The cut in the corporate tax rate from 35 percent to 21 percent is the centerpiece of the Tax Cut Package that took effect this year. This put the United States in line with the rest of the developed world, which has a 24.1 percent average corporate tax rate.
Since corporations are just groups of people, the corporate tax has to be passed on to some other group to be paid. A popular belief is that the corporate tax is equivalent to a tax on the rich, but there is no guarantee that the tax is passed through to the rich. The groups who pay the corporate tax are, instead, likely to be consumers through higher prices, rank-and-file workers through lower wages, and shareholders through lower returns in the stock market. Cutting the corporate tax should improve these indicators.
The corporate tax also has a high compliance cost, estimated by the nonpartisan Tax Foundation to be $147 billion annually, while only raising $300 billion in tax revenue. Compliance costs – the costs associated with hiring accountants, lawyers, and processing paperwork – are wasteful. Reducing this waste is an additional economic benefit.
Though it is early, the effects of the corporate tax cut look promising. Inflation continues to remain low, despite the economy being at full-employment. Wage growth, which has been disappointing through the economic recovery, is now averaging 2.9 percent per year – its best pace since 2008. A corporate tax cut increases the return to capital, since corporations keep a larger share of the profits derived from its capital stock. Consistent with this, the stock market is up by five percent for 2018. A corporate tax cut was widely expected following the 2016 election, and this expectation was likely priced into the stock market prior to the tax cut being enacted. This helps explain the 45 percent rise in the stock market between Election Day and now.
A corporate tax cut increases the return on business investment in equipment and capital goods. Business fixed investment has increased by $200 billion since the beginning of 2017 after remaining flat since 2014. Some of this increase is likely due to the expectation of a corporate tax cut.

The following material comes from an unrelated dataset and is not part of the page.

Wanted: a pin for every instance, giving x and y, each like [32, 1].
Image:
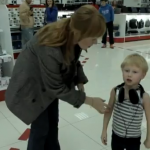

The biggest downside to the tax cut is the impact it is having on the U.S. budget deficit. The budget deficit has increased from $665 billion in 2017 to an estimated $833 billion in 2018 – a deficit equivalent to four percent of Gross Domestic Product. This is a grossly irresponsible deficit for the government to be running when the economy is at full-employment. At worst, this invites a serious fiscal crisis. At the very least, when the next recession hits and tax revenues fall, the deficit will get even larger and the government will have few fiscal tools available to stimulate the economy. The deficit needs to be addressed, and soon.